If you don't understand the tolerance of your scenario, then all this talk about LLM unreliability is wasted. You need to spend time understanding your requirements first.

great_psy 3 days ago

When’s the last time you personally had a bit flip on you?

mhitza 3 days ago

You generally cannot know because we don't measure for it? Especially not on personal computers, maybe ECC ram reports this information in some way?

In practice I think it happens often enough, and I remember a blackhat conference talk from around a decade ago where the hacker squatted typoed variants of the domain of a popular facebook game, and caught requests from real end users. Basing his attack on the random chance of bitflips during dns lookups.

Related, but not the video I was referring to

https://news.ycombinator.com/item?id=5446854

rsynnott 3 days ago

Not just that, cron, only non-deterministic! The future is now.

theshrike79 3 days ago

An actual killer feature would be a system that lets me define repeating tasks with natural language.

Then it would translate that into cron commands in the background.

postsantum 3 days ago

I feel like the obligatory comment about Dropbox is coming your way

headcanon 4 days ago

I'm trying to figure out how this would be useful with the existing feature set.
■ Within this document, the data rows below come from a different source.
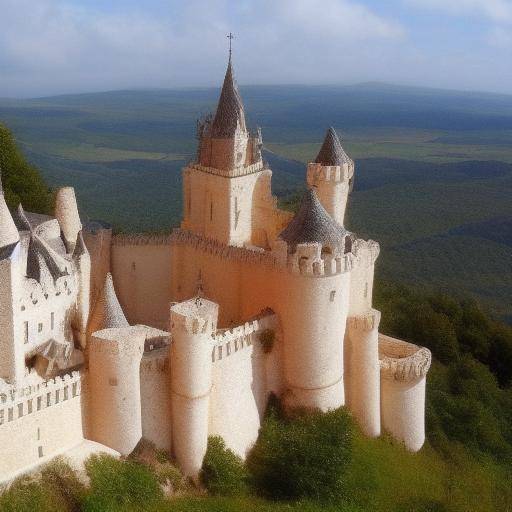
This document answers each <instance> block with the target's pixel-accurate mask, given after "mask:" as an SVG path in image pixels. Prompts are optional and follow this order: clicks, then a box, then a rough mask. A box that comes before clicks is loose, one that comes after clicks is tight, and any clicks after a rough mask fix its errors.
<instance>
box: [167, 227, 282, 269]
mask: <svg viewBox="0 0 512 512" xmlns="http://www.w3.org/2000/svg"><path fill="white" fill-rule="evenodd" d="M171 245H189V246H192V247H194V248H195V249H199V250H201V251H203V252H206V253H209V254H212V255H214V256H218V257H219V258H223V259H227V260H235V261H243V262H247V263H254V264H259V265H268V266H272V267H275V266H279V262H278V260H277V259H276V257H275V256H274V254H272V253H270V252H268V251H267V252H264V251H256V250H253V249H248V248H246V247H235V246H233V245H226V244H223V243H221V242H219V241H218V240H215V239H213V238H207V237H204V236H202V235H198V234H196V233H192V232H191V231H187V230H184V229H179V228H176V229H174V230H173V232H172V234H171Z"/></svg>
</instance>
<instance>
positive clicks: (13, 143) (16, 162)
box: [0, 125, 53, 213]
mask: <svg viewBox="0 0 512 512" xmlns="http://www.w3.org/2000/svg"><path fill="white" fill-rule="evenodd" d="M0 169H1V172H2V184H3V189H4V194H5V199H6V202H7V205H8V206H9V207H10V208H16V207H17V206H18V204H19V203H21V204H22V205H23V207H24V208H25V209H26V210H28V211H32V212H36V213H50V211H51V209H52V204H53V195H52V193H51V191H50V189H49V188H48V187H47V185H46V184H45V182H44V180H43V178H42V176H41V174H40V173H39V171H38V170H37V169H36V168H35V167H34V166H32V165H30V164H29V163H28V162H27V161H26V160H25V158H24V157H23V155H22V154H21V153H20V151H19V149H18V148H17V146H16V142H15V140H14V137H13V136H12V134H11V132H10V131H9V130H8V129H7V128H6V127H5V126H3V125H0Z"/></svg>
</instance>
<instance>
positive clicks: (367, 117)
mask: <svg viewBox="0 0 512 512" xmlns="http://www.w3.org/2000/svg"><path fill="white" fill-rule="evenodd" d="M241 92H242V96H243V98H244V102H245V105H246V109H247V113H248V118H249V119H250V120H251V121H252V123H253V124H254V126H256V125H259V126H261V127H262V130H263V140H264V143H265V147H266V148H267V152H266V158H267V160H268V161H269V163H270V164H271V166H272V169H273V170H274V189H275V192H276V193H277V194H278V195H279V196H280V197H281V198H282V199H283V200H284V201H286V202H287V203H288V204H290V205H292V206H293V203H294V197H295V196H296V191H297V187H299V186H300V183H302V182H303V177H304V174H305V165H304V164H305V162H307V161H308V160H310V159H311V158H313V157H314V155H315V154H316V152H317V151H318V148H319V144H320V142H321V140H322V138H323V134H324V132H325V128H326V127H327V126H329V125H334V126H335V127H336V128H337V129H338V131H340V132H341V133H342V134H343V136H344V142H343V144H344V147H345V148H346V150H347V152H348V153H349V154H350V155H351V156H352V157H353V158H355V159H356V181H355V191H354V193H353V195H352V196H351V206H350V219H349V220H348V227H349V228H351V229H353V230H355V231H357V232H358V233H361V234H362V235H365V236H369V237H372V238H374V239H375V240H378V241H379V242H380V243H381V245H382V247H383V251H382V257H381V259H380V260H379V266H378V272H379V275H380V276H381V277H385V278H390V279H393V280H401V281H405V282H408V283H411V284H415V285H420V286H432V287H439V286H441V287H443V288H444V289H446V290H447V291H450V292H452V293H453V292H456V293H462V294H470V295H472V296H475V297H477V298H478V299H479V300H481V301H482V302H483V303H485V304H486V306H487V307H488V309H489V310H490V311H491V312H493V313H494V314H496V315H499V316H501V317H502V318H505V319H507V320H508V321H511V319H512V306H511V305H510V300H509V298H510V296H512V268H511V265H510V261H512V204H511V201H510V197H511V193H512V149H511V147H512V96H507V95H498V94H486V93H475V92H457V91H442V90H436V89H424V88H417V87H404V86H394V85H388V84H374V83H371V84H361V85H355V86H343V87H341V86H300V85H294V86H269V87H264V86H258V87H256V86H248V87H242V88H241ZM217 95H218V91H217V89H215V88H211V89H206V88H204V89H181V90H148V91H140V90H139V91H112V92H105V93H96V94H79V95H68V96H57V97H51V98H39V99H30V100H0V119H1V120H2V122H4V123H5V124H6V125H7V126H8V127H9V128H10V129H12V130H13V132H14V134H15V135H16V137H17V140H18V141H19V142H20V143H21V147H22V149H23V152H24V154H25V155H26V156H27V158H28V159H29V161H30V162H32V163H34V164H36V165H37V166H39V167H40V169H41V171H42V173H43V175H44V177H45V179H46V180H47V182H48V183H49V184H50V185H52V186H58V185H63V184H69V185H72V186H75V187H76V189H77V192H78V196H79V200H80V204H81V206H82V208H83V214H84V215H86V216H89V217H92V218H102V219H105V220H108V221H110V222H111V223H113V224H114V226H115V227H116V229H118V230H122V231H141V230H146V231H147V230H152V231H161V230H168V229H169V228H170V227H172V226H175V225H176V224H177V223H178V221H179V218H180V215H181V202H180V201H181V175H180V169H181V168H182V167H183V165H184V164H185V163H186V162H187V161H188V160H189V159H190V158H192V156H193V155H194V152H195V145H194V133H195V123H196V119H197V118H198V117H200V116H201V115H202V114H204V113H206V112H208V111H209V110H212V109H213V108H214V106H215V102H216V99H217Z"/></svg>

It seems like it would be good for summarizing daily updates against a search query. but all it would do is display them. I would probably want to connect it with some tools at minimum for it to be useful.

DeepYogurt 4 days ago

They're really trying to juice the usage numbers

42lux 3 days ago

"How chatgpt reminders saved my life and made me more productive." Videos on YouTube in 3,2,1.

JTyQZSnP3cQGa8B 4 days ago

As long as it’s generating hype and funding, it brings us closer to their own definition of AGI. It’s the perfect plan.